BREAST SELF-EXAMINATION DOES LITTLE, STUDY SAYS

RESEARCHERS SAY public health programs should put even more emphasis on mammography.

A rigorous program to train more than 133,000 women to routinely examine their breasts for lumps has not reduced breast cancer deaths after five years, a study shows.

Final answers from the study done in China, where few women ever have breast X-rays, are another five years away. But experts say the preliminary findings suggest that public health programs should put even more emphasis on mammography and less on breast self-examination.

The research suggests that even a vigorous program of instruction in breast self-examination is not successful in early detection of breast cancer or in reducing deaths, said Dr. David B. Thomas of the Fred Hutchinson Cancer Research Center in Seattle, first author of the study.

In comparing 133,000 Chinese women who received intensive training in breast self-examination and a similar number who did not, ``we found there was no difference'' in either cancer deaths or in cancer detection, Thomas said.

``So far, we don't have a hint that it does any good,'' Thomas said. ``But in order to get a final word on this, we will have to follow this group for five more years.''

A report on the study will be published today in the Journal of the National Cancer Institute.

Some public health groups push self-examination and have proposed starting large-scale programs to widely train women in techniques, Thomas said. Private companies even sell self-exam products and instruction videos.

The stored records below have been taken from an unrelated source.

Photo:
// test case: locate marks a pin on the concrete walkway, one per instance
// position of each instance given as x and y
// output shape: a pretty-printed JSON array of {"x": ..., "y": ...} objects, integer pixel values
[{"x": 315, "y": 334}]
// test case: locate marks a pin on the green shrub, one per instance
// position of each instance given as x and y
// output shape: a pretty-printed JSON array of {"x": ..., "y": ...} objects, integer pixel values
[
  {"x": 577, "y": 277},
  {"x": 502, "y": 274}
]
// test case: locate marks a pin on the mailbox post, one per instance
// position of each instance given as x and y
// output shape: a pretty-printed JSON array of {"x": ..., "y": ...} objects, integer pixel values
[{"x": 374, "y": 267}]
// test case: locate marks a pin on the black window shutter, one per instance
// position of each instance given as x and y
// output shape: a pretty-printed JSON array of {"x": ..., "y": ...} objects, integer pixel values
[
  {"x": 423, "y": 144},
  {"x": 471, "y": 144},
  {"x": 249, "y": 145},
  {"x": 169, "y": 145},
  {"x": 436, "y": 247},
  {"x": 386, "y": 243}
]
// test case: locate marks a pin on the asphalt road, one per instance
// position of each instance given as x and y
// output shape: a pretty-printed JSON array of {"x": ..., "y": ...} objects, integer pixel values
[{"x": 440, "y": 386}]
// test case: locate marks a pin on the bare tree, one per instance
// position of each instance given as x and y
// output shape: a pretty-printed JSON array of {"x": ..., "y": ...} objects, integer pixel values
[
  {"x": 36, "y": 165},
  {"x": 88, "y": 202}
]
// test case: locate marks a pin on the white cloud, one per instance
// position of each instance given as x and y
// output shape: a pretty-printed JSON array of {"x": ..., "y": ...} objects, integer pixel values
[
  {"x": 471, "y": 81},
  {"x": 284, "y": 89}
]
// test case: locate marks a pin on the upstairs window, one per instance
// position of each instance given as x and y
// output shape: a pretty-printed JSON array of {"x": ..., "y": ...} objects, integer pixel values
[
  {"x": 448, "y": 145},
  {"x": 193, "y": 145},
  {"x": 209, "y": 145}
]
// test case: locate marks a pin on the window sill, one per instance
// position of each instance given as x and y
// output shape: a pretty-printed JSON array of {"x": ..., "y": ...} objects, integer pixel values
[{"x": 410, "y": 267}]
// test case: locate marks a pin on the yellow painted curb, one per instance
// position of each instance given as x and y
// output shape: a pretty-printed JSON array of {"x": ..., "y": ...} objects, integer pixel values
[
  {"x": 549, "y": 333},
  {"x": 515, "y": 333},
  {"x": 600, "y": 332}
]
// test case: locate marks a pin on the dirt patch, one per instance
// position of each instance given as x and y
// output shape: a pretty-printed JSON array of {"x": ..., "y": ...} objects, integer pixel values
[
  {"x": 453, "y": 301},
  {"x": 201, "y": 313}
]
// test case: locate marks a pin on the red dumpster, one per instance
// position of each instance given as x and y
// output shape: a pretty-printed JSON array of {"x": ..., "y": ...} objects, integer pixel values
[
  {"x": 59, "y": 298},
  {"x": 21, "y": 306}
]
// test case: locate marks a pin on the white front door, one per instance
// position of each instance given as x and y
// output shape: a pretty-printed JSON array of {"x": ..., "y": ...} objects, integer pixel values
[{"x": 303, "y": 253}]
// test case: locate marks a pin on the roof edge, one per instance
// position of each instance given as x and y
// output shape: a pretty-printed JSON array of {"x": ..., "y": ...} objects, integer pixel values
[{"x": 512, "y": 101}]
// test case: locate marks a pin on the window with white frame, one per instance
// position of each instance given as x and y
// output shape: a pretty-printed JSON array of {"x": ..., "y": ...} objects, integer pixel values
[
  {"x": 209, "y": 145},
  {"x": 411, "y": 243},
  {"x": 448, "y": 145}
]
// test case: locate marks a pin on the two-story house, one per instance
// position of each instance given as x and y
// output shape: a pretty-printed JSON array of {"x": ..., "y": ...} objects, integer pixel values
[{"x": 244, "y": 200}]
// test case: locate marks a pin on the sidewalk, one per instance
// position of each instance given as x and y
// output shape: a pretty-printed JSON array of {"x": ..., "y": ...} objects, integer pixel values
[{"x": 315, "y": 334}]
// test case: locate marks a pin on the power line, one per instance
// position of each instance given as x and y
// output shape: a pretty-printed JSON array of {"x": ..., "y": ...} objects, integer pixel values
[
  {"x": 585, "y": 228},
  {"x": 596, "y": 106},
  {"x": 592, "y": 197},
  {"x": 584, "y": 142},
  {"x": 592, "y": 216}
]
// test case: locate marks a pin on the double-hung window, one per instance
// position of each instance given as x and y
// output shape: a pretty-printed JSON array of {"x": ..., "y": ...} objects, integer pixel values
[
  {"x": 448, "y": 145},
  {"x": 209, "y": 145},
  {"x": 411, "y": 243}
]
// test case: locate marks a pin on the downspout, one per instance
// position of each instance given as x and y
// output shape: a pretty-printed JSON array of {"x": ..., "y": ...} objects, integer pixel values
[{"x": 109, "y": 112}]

If in five years the final Chinese study results confirm that self-exam does little good, he said, ``then those kinds of efforts would need to be re-evaluated'' and ``scarce public health resources probably be better used for some other purpose.''

Robert A. Smith, an epidemiologist at the American Cancer Society, said his group would continue to recommend breast self-examination as part of a program that includes regular medical exams and periodic mammography.

``Breast self-examination's value is not so much as a screening technique, but as a means of raising awareness of changes that could be abnormal in the breast,'' he said. Self-exam, said Smith, ``doesn't offer nearly the potential to prevent death as mammography does,'' but it can still save lives.

``For a small percentage of women, their cancer can grow and be detected between mammographies,'' Smith said. ``Breast self-examination gives them the chance to become aware of changes that are abnormal and bring those to the attention of a doctor.''

In the study, Thomas and his co-authors organized a self-exam program at the Shanghai Textile Industry Bureau.

X-ray screening is not common among these women, the researcher said, and the study was designed to test the value of self-exam for a group without mammography.

The effort enrolled 267,000 women. About half, 133,375, were enrolled in an intensive self-examination instruction program. The other half were given other health instructions.

In addition to initial training, the self-exam enrollees practiced the technique under the eye of a health care worker every six months. The technique of those women also was tested periodically using a plastic breast model with lumps. The tests showed they were more successful in detecting the lumps than were women who had received no instruction.

Despite that, ``the cumulative breast cancer mortality rate was not appreciably lower for women who received the ... [self-exam] instruction than for those who did not,'' the study said.

Among women who received the instructions, there were 1,436 breast cancer deaths, about 1.1 percent. Among those in the control group, there were 1,648 breast cancer deaths, or 1.2 percent.

Self-examining women found about twice as many benign tumors as did women in the control group, Thomas said. But the number of cancers detected was almost the same: 331 for those who did self-exams and 322 for those who did not.